Abraham Lincoln Institute
- Company type: Non-profit organization
- Industry: Historical research
- Founded: Maryland, U.S. (June 9, 1997)
- Founder: Paul Verduin
- Website: www.lincoln-institute.org

= Abraham Lincoln Institute =

US non-profit company

The Abraham Lincoln Institute (ALI), founded in 1997, is an American non-profit organization promoting scholarly research on the subject of Abraham Lincoln. The institute uses dissertation prizes, book awards, and an annual Lincoln symposium to encourage and present scholarship on the life and legacy of Abraham Lincoln. These annual symposia, presented at the National Archives in College Park, MD and more recently at Ford's Theatre in Washington, DC, are a venue for both emerging and highly renowned Lincoln scholars to present the findings of their current research. They are attended by the general public and have been frequently filmed by organizations such as the National Archives and C-SPAN.

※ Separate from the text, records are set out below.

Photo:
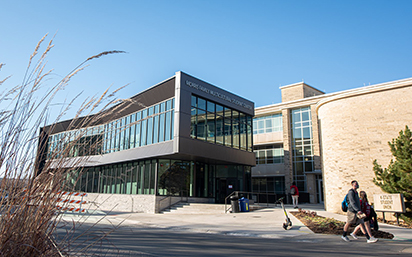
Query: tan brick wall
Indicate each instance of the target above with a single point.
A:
(355, 131)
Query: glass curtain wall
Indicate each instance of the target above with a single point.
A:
(218, 124)
(302, 145)
(269, 154)
(267, 124)
(174, 177)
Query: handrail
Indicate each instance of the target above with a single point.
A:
(169, 197)
(248, 196)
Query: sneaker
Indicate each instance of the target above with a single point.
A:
(372, 240)
(354, 236)
(345, 238)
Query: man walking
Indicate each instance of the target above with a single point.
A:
(295, 195)
(354, 211)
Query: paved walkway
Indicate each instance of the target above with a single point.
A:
(260, 223)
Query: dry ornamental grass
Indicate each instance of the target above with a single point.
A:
(28, 190)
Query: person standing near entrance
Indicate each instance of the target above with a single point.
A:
(295, 194)
(354, 214)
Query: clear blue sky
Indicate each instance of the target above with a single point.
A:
(249, 48)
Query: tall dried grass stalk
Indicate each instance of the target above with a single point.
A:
(28, 213)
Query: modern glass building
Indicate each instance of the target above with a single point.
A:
(181, 137)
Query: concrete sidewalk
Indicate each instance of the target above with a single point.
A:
(260, 223)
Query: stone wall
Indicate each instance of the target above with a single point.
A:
(355, 130)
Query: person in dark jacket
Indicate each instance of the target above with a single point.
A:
(354, 213)
(295, 195)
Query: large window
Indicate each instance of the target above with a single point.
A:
(269, 154)
(302, 145)
(272, 185)
(174, 177)
(267, 124)
(151, 125)
(217, 124)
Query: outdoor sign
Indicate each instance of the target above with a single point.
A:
(389, 203)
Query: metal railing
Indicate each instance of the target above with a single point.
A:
(258, 199)
(183, 198)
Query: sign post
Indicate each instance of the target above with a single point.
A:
(389, 203)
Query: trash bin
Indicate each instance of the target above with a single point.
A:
(244, 204)
(234, 200)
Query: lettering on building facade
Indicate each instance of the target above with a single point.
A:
(218, 94)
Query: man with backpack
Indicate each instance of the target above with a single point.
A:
(354, 214)
(295, 195)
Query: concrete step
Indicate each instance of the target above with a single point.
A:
(196, 208)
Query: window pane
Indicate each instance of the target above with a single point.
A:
(143, 133)
(201, 125)
(162, 127)
(168, 126)
(150, 131)
(156, 129)
(201, 103)
(210, 106)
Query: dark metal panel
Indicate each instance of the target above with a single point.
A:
(218, 95)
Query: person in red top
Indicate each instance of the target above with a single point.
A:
(295, 194)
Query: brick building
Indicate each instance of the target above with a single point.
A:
(323, 141)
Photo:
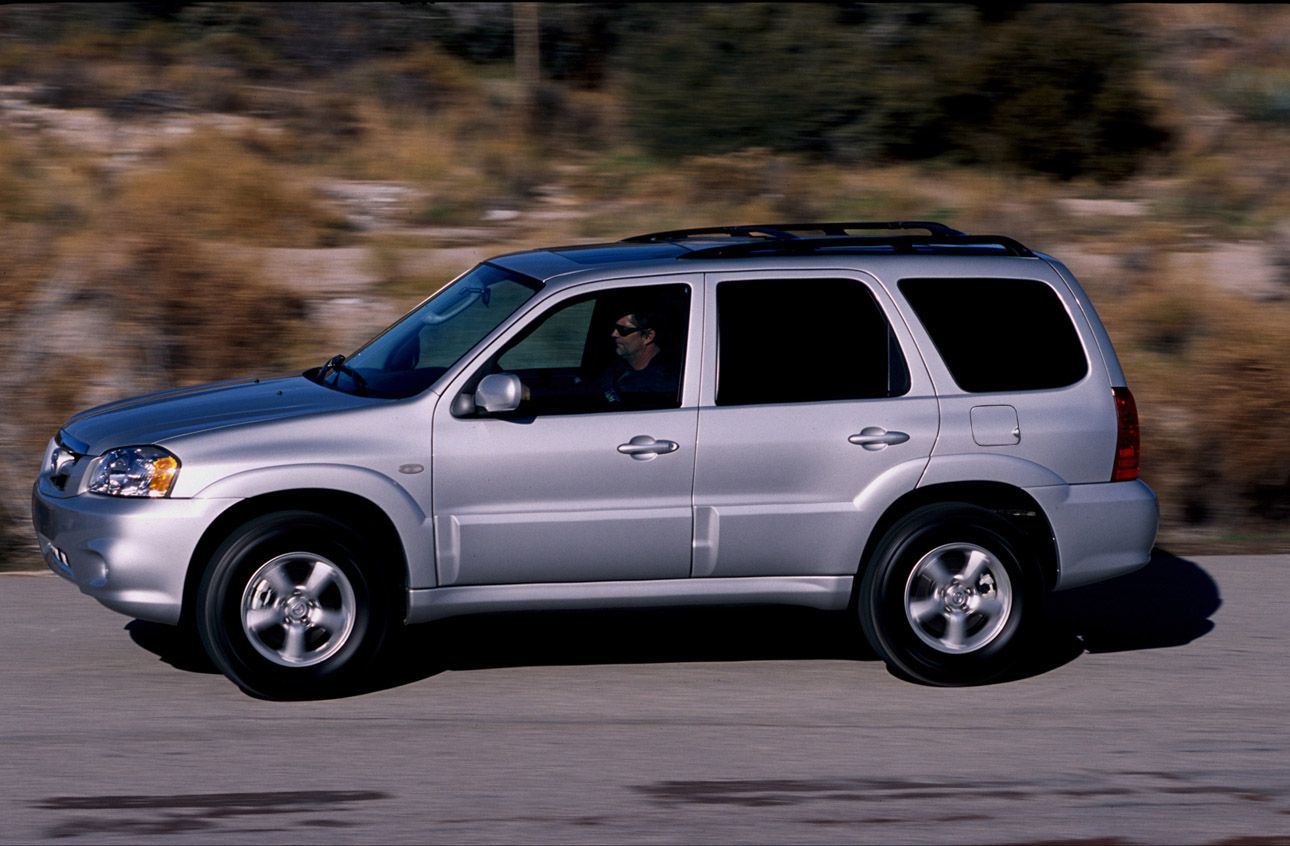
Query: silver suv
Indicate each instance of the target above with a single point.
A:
(925, 427)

==Founding and organization==

The Abraham Lincoln Institute was incorporated in the State of Maryland on 9 June 1997. Its formal membership consists solely of a board of directors, the majority of whom must be nationally recognized scholars on the subjects of Abraham Lincoln or the American Civil War. The board of directors meets at least twice a year for the purpose of planning educational programs and the symposium, election of officers, and discussion of other business, such as the annual dissertation and book awards. The board of directors is guided by an executive committee. The board of directors includes:

- Terry Alford
- John Barr
- Michael F. Bishop
- Michael Burlingame (vice-president)
- Joan E. Cashin
- Joshua Claybourn
- Jason Emerson
- Clark Evans (General Secretary)
- Stephen Goldman
- William C. Harris
- Thomas A. Horrocks
- Charles M. Hubbard
- David J. Kent
- Donald R. Kennon
- Michelle Krowl
- Gordon Leidner (Treasurer)
- Fred J. Martin Jr.
- Stacy Pratt McDermott
- Edna Greene Medford
- Lucas E. Morel
- Michael P. Musick
- Trevor K. Plante
- Rodney A. Ross
- Scott Sandage
- David Seddelmeyer
- John R. Sellers
- Ron Soodalter (President)
- Paul R. Tetreault
- Derek Webb
- Jonathan W. White (chairman of the board)
- Robert S. Willard
- Douglas L. Wilson

==Dissertation and book awards==

The ALI Board of Directors presents two awards annually. The Hay-Nicolay Dissertation Prize is given in conjunction with the Abraham Lincoln Association for what these two organizations consider to be the previous year's most noteworthy dissertation on the subject of Abraham Lincoln. The Abraham Lincoln Institute book award is given for the previous year's most noteworthy book on the subject of Abraham Lincoln. Book award winners in the past include Allen Guelzo for Redeemer President (2000) and Cullom Davis on behalf of the landmark Lincoln Legal Papers (2001).

==Annual symposium==

Beginning in 1998, in the spring of each year, the institute has held a day-long symposium entitled The Latest in Lincoln Scholarship. At this symposium, Lincoln scholars present the results of their current research on the subject of Abraham Lincoln. The annual dissertation and book awards are also announced at this event. The symposium is held in the Washington, D.C., area and the general public is invited to attend, free of charge. Past speakers at symposium have included Lincoln scholars Douglas L. Wilson, Allen Guelzo, Michael Burlingame, Cullom Davis, and Gabor Boritt. Speakers have also included Lincoln researchers such as Doris Kearns Goodwin and Lewis Lehrman.